The following chapter, entitled ‘Dulce et decorum est: reading First World War poetry’, is less convincing. Authored by four scholars, the chapter focuses on how the translations of well-known English war poets by Flemish author Tom Lanoye (in 2000) have been read and interpreted by critics and student audiences alike. The researchers gauged the emotive impact of the translations by asking students about their perceptions of them, with a particular focus on pacifism. Their findings were less than conclusive: ‘the poems did not induce an overall tendency to endorse more positive attitudes [towards peace]’ (126). While a negative finding in itself might be important, by the end of the chapter, I was left pondering whether the authors’ confident claim that they had uncovered ‘stimulating avenues for further research’ is all that warranted (132).
In contrast, Chapter 3 by Valérie Rosoux, Pierre Bouchat and Olivier Klein, on the representation of peace in First World War commemorative practices across the EU, makes for fascinating reading. Based on a massive social psychology project involving input from historians and political scientists who studied the responses to the war in 21 countries, this chapter uses careful historical and political contextualisations to compare the ways in which Belgium, France, Germany, Serbia and Bosnia-Herzegovina commemorated the war during the recent centennial. In doing so, it stresses not only how differentiated the politics of memory around the First World War remain but also ponders the limits of reconciliatory ethics, especially when a population is unwilling to see their wartime history outside of the trope of victimhood.
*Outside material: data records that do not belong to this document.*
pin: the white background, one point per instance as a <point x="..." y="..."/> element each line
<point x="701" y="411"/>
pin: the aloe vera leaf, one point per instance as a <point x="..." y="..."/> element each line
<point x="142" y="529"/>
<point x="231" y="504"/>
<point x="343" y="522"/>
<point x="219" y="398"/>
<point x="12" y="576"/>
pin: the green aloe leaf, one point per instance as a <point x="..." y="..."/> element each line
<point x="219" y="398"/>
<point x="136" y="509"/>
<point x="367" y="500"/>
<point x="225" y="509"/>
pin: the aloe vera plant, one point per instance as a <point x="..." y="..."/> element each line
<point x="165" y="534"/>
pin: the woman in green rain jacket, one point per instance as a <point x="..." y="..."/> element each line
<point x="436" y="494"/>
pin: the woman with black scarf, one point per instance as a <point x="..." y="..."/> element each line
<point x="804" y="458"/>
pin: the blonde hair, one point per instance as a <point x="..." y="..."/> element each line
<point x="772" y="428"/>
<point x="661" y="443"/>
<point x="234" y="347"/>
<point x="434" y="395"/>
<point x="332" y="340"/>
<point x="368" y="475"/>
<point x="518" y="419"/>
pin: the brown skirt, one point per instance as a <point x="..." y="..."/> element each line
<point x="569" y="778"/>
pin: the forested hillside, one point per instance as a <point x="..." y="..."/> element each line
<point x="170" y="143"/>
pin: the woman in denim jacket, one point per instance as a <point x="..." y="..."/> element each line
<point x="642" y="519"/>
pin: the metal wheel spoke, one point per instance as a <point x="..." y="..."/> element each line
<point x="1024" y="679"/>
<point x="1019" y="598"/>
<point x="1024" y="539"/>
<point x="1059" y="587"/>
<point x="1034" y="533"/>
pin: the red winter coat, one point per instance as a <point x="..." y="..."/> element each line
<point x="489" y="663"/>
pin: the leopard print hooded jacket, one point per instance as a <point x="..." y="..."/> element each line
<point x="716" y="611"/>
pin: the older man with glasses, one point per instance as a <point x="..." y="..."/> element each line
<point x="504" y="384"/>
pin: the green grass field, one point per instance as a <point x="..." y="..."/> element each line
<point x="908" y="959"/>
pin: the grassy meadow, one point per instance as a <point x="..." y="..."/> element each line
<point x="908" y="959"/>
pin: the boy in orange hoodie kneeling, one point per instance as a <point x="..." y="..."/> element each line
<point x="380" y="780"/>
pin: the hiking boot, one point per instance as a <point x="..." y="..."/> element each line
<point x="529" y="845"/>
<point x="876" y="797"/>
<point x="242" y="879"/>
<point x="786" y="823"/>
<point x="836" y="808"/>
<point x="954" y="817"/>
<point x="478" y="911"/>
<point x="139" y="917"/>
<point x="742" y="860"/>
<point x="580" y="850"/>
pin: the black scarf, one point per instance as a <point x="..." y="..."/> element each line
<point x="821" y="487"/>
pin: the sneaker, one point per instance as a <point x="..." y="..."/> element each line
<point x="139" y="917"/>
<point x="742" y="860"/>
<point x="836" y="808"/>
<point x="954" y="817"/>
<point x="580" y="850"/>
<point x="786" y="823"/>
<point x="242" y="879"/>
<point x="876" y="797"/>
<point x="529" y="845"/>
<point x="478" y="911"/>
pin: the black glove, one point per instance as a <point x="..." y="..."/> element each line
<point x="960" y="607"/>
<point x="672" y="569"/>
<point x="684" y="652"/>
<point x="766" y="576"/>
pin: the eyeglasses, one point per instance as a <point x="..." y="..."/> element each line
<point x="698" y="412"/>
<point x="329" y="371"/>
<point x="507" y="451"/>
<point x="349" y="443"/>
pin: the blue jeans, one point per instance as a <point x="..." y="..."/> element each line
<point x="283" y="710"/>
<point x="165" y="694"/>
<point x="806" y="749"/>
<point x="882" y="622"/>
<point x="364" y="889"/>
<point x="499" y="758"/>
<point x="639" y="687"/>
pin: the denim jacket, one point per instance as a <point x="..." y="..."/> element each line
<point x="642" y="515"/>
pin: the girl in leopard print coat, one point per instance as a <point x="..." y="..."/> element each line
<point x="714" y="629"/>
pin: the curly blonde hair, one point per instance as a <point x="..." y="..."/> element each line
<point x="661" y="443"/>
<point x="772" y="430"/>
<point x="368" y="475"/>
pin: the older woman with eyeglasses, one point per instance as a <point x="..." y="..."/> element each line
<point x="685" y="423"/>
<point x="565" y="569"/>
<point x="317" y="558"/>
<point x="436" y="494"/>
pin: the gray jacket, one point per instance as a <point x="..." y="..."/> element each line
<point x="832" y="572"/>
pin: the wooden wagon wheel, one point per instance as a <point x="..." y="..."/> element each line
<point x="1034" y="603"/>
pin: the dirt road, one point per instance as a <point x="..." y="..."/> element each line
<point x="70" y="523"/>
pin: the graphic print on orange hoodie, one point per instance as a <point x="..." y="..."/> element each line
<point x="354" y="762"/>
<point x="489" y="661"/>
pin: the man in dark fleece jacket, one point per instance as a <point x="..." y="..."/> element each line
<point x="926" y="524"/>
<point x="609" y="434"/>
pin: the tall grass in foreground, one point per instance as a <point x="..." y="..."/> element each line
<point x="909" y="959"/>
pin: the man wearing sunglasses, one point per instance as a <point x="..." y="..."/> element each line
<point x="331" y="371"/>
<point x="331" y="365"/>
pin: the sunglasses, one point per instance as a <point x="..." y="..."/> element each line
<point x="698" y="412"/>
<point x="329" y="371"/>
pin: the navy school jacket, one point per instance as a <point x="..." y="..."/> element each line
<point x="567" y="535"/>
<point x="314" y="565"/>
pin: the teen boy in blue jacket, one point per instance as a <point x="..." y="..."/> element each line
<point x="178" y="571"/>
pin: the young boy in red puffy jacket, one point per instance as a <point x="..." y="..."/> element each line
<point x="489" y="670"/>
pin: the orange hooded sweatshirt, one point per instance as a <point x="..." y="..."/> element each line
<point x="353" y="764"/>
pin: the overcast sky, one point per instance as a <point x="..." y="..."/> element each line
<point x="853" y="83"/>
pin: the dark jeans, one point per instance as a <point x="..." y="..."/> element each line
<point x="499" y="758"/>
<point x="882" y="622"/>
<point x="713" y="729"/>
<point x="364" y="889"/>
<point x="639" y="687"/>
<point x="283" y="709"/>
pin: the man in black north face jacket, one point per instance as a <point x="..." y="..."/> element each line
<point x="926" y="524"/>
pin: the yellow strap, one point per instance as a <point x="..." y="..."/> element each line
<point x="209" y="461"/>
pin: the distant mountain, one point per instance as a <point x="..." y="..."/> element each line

Part 3 expands the subject of memory dynamics even further by drilling down into two types of memory practices in Belgium: the use of postage stamps to ascribe an ‘official’ commemorative narrative and the mobilisation of pacifist messages in commemorative museum exhibitions about the war in the year 2014. Both chapters offer a distinct historical arc to their analyses. The chapter on postage stamps, authored by Chantal Kesteloot and Laurence Van Ypersele, explains how stamps formed the backdrop of the mediation of the meanings of the war both as it waged and subsequently. Rather appropriately, the final chapter co-authored by Pierre Bouchat, Olivier Klein and Valérie Rosoux, highlights the inherent paradoxes of memory work. The authors of the chapter point out how historical accuracy and the focus on individual stories in museum exhibitions about the war might actually inhibit an individual’s ability to sustain their commitment to pacifism in response.
Altogether, this collection is much more than a book on Belgium in, at and after the First World War, although it is a highly welcome addition to the growing body of work in English on the subject. It is well worth the attention of anyone who works on the history and memory of warfare, be it the 1914-1918 cataclysm or any modern conflict.